Turkish PM calls Israel's Syria strikes 'unacceptable'
Turkey's prime minister, a staunch critic of Syrian President Bashar al-Assad's regime, on Tuesday called Israel's recent airstrikes in Syria "unacceptable," CNN reported.
Recep Tayyip Erdogan made the statement in the capital, Ankara, during a Justice and Development Party group meeting in parliament.
"The air attack by Israel on Damascus is unacceptable. No rationale, no reason can excuse this operation. These attacks are a bargaining chip, an opportunity delivered on a silver platter to the hands of Assad, to the illegitimate Syrian regime," he said.
The heightened tensions come amid questions about the possible use of chemical weapons in Syria and international debate over how to respond to the country's bloody civil war, in which more than 70,000 people have died in more than two years of fighting.
In the latest unrest, U.N. peacekeepers have been seized in Syria near the Israeli-held Golan Heights, a U.N. spokesman said Tuesday.
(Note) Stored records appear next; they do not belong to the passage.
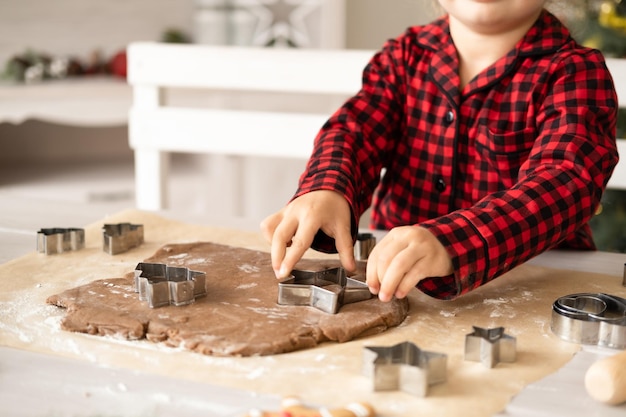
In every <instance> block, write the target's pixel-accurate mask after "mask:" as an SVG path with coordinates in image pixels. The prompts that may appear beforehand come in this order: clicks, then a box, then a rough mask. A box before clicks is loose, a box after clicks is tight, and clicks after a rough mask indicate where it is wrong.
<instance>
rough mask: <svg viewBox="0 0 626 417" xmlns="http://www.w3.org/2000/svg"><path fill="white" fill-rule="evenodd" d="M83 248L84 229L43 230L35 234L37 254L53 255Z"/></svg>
mask: <svg viewBox="0 0 626 417" xmlns="http://www.w3.org/2000/svg"><path fill="white" fill-rule="evenodd" d="M84 247H85V229H80V228H75V227H70V228H63V227H50V228H43V229H40V230H39V231H38V232H37V252H39V253H45V254H46V255H53V254H55V253H63V252H69V251H75V250H79V249H82V248H84Z"/></svg>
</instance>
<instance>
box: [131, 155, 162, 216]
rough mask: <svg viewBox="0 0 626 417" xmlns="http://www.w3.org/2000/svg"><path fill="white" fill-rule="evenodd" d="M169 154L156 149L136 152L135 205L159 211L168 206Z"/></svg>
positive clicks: (156, 210) (140, 209)
mask: <svg viewBox="0 0 626 417" xmlns="http://www.w3.org/2000/svg"><path fill="white" fill-rule="evenodd" d="M168 176H169V154H168V153H167V152H161V151H158V150H156V149H140V150H135V204H136V206H137V208H138V209H139V210H150V211H158V210H163V209H166V208H167V205H168Z"/></svg>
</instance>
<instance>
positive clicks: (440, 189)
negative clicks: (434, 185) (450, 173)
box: [435, 177, 446, 193]
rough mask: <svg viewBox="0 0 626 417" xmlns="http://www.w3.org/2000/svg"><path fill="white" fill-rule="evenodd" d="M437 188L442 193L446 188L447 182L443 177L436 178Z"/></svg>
mask: <svg viewBox="0 0 626 417" xmlns="http://www.w3.org/2000/svg"><path fill="white" fill-rule="evenodd" d="M435 189H437V191H439V192H440V193H442V192H443V191H444V190H445V189H446V182H445V181H444V180H443V177H438V178H437V179H436V180H435Z"/></svg>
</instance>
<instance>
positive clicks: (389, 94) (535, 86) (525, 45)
mask: <svg viewBox="0 0 626 417" xmlns="http://www.w3.org/2000/svg"><path fill="white" fill-rule="evenodd" d="M616 117H617V97H616V93H615V89H614V85H613V82H612V79H611V76H610V74H609V72H608V70H607V68H606V65H605V62H604V58H603V57H602V55H601V54H600V52H598V51H596V50H592V49H588V48H583V47H581V46H580V45H578V44H577V43H576V42H575V41H574V40H573V39H572V38H571V37H570V34H569V32H568V31H567V29H566V28H565V27H564V26H563V25H562V24H561V23H560V22H559V21H558V20H557V19H556V18H555V17H554V16H552V15H551V14H550V13H548V12H544V13H543V14H542V15H541V17H540V18H539V19H538V21H537V22H536V23H535V25H534V26H533V27H532V28H531V29H530V30H529V31H528V33H527V34H526V36H525V37H524V38H523V39H522V40H520V41H519V42H518V44H517V45H516V46H515V48H514V49H513V50H511V51H510V52H509V53H508V54H507V55H506V56H504V57H503V58H501V59H500V60H498V61H497V62H495V63H494V64H493V65H491V66H490V67H489V68H487V69H485V70H484V71H483V72H482V73H480V74H479V75H478V76H477V77H476V78H474V79H473V80H472V81H471V82H470V83H469V84H468V85H466V86H465V87H464V88H463V89H462V90H461V91H459V77H458V59H457V54H456V49H455V47H454V44H453V41H452V39H451V37H450V32H449V26H448V20H447V18H442V19H439V20H437V21H434V22H433V23H431V24H429V25H425V26H420V27H413V28H409V29H408V30H407V31H406V32H405V33H404V34H403V35H402V36H400V37H398V38H397V39H393V40H390V41H388V42H387V43H386V45H385V46H384V48H383V49H382V50H381V51H380V52H378V53H377V54H376V55H375V56H374V57H373V58H372V59H371V61H370V62H369V64H368V65H367V67H366V68H365V70H364V72H363V86H362V89H361V91H360V92H359V93H358V94H357V95H356V96H354V97H353V98H351V99H350V100H348V101H347V102H346V103H345V104H344V105H343V106H342V107H341V108H340V109H339V110H338V111H337V112H336V113H335V114H334V115H333V116H332V117H331V118H330V119H329V120H328V122H327V123H326V124H325V125H324V126H323V128H322V129H321V131H320V133H319V135H318V136H317V138H316V140H315V146H314V150H313V154H312V157H311V158H310V160H309V162H308V165H307V168H306V171H305V172H304V173H303V175H302V177H301V178H300V184H299V189H298V191H297V193H296V196H299V195H302V194H304V193H307V192H309V191H313V190H320V189H326V190H334V191H337V192H340V193H341V194H343V195H344V196H345V197H346V199H347V200H348V201H349V203H350V205H351V208H352V213H353V216H354V219H353V225H356V224H358V219H359V217H360V215H361V214H362V213H363V212H364V211H365V210H366V209H367V208H368V207H369V206H370V203H371V204H372V226H373V227H374V228H377V229H391V228H393V227H396V226H402V225H420V226H422V227H425V228H427V229H428V230H430V231H431V232H432V233H433V234H434V235H435V236H436V237H437V238H438V239H439V240H440V242H441V243H442V244H443V245H444V246H445V247H446V248H447V250H448V253H449V254H450V256H451V257H452V262H453V266H454V274H453V275H451V276H448V277H432V278H427V279H425V280H422V281H421V282H420V283H419V284H418V285H417V287H418V288H419V289H420V290H422V291H423V292H425V293H427V294H429V295H431V296H433V297H437V298H442V299H450V298H454V297H456V296H459V295H461V294H464V293H466V292H468V291H470V290H472V289H474V288H477V287H479V286H480V285H482V284H485V283H486V282H489V281H490V280H492V279H494V278H496V277H497V276H499V275H502V274H503V273H504V272H506V271H508V270H510V269H512V268H513V267H515V266H517V265H519V264H520V263H523V262H525V261H527V260H528V259H530V258H532V257H534V256H536V255H538V254H540V253H541V252H543V251H545V250H547V249H550V248H554V247H569V248H577V249H595V245H594V243H593V239H592V235H591V231H590V228H589V226H588V224H587V222H588V221H589V219H590V218H591V217H592V216H593V214H594V212H595V210H596V208H597V206H598V204H599V202H600V198H601V196H602V192H603V190H604V188H605V186H606V183H607V181H608V179H609V177H610V175H611V173H612V172H613V168H614V167H615V165H616V163H617V160H618V155H617V149H616V143H615V134H616V133H615V128H616ZM383 170H384V175H383V177H382V179H381V172H382V171H383ZM353 229H356V226H355V227H354V228H353ZM313 247H314V248H315V249H318V250H322V251H334V250H335V248H334V242H333V241H332V240H331V239H329V238H328V237H327V236H325V235H323V234H322V233H321V232H320V233H318V236H316V239H315V241H314V244H313Z"/></svg>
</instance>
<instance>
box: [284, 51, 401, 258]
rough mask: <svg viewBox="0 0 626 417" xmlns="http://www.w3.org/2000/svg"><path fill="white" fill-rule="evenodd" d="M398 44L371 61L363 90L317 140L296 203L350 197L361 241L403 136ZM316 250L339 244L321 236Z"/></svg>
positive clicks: (380, 53) (331, 116)
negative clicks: (359, 226) (374, 195)
mask: <svg viewBox="0 0 626 417" xmlns="http://www.w3.org/2000/svg"><path fill="white" fill-rule="evenodd" d="M397 49H398V48H397V45H396V42H395V41H394V40H390V41H389V42H388V43H387V44H386V45H385V47H384V48H383V49H382V50H381V51H380V52H378V53H377V54H376V55H374V56H373V57H372V59H371V60H370V62H369V63H368V65H367V66H366V67H365V69H364V71H363V76H362V88H361V90H360V91H359V92H358V93H357V94H356V95H355V96H353V97H352V98H350V99H348V100H347V101H346V102H345V103H344V105H343V106H341V107H340V108H339V109H338V110H337V111H336V112H335V113H334V114H333V115H332V116H331V117H330V118H329V119H328V121H327V122H326V123H325V124H324V126H323V127H322V128H321V130H320V132H319V133H318V135H317V137H316V138H315V142H314V148H313V152H312V155H311V158H310V159H309V161H308V164H307V167H306V169H305V171H304V173H303V174H302V176H301V177H300V181H299V186H298V190H297V192H296V194H295V196H294V198H296V197H298V196H300V195H303V194H305V193H308V192H310V191H314V190H333V191H336V192H338V193H341V194H343V195H344V196H345V198H346V200H347V201H348V202H349V204H350V206H351V211H352V231H353V235H354V237H356V232H357V225H358V221H359V218H360V216H361V215H362V214H363V212H365V210H367V208H368V207H369V206H370V203H371V199H372V194H373V190H374V189H375V188H376V186H377V184H378V182H379V179H380V172H381V169H382V167H383V166H384V164H385V159H386V158H388V157H389V155H390V154H391V152H392V150H393V149H394V148H395V145H394V141H395V140H397V139H398V138H400V137H401V135H400V134H399V133H398V132H400V129H401V125H402V123H403V121H402V120H403V119H402V116H401V114H400V113H401V111H402V108H403V107H402V103H403V101H404V100H403V99H402V98H401V97H399V95H400V94H402V91H400V89H401V88H402V86H403V85H404V83H403V82H399V81H398V79H400V78H401V77H403V73H402V71H403V65H402V63H401V62H398V57H397V53H396V52H397ZM312 247H313V248H314V249H317V250H320V251H323V252H334V251H335V243H334V241H333V240H332V239H331V238H329V237H328V236H326V235H325V234H323V233H322V232H321V231H320V232H319V233H318V235H317V236H316V237H315V240H314V242H313V245H312Z"/></svg>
The four were on patrol near al Jamlah, Syria, when an armed group detained them. Officials were working "to secure their safe release," the spokesman said.
The Yarmouk Martyrs Brigade, part of the rebel Free Syrian Army, said the peacekeepers were caught in the crossfire between Syrian armed forces and FSA fighters. That prompted the brigade to extract the peacekeepers for their security, the brigade command said.
The peacekeepers, all members of a Philippine battalion of the U.N. Disengagement Observer Force, were seized near al Jamlah, in an area that's technically part of the Syrian Golan. After the 1973 war, the force was established to supervise a cease-fire and disengagement agreement.
As for Israel, it conducted strikes against Syria twice in recent days, a U.S. official confirmed Monday.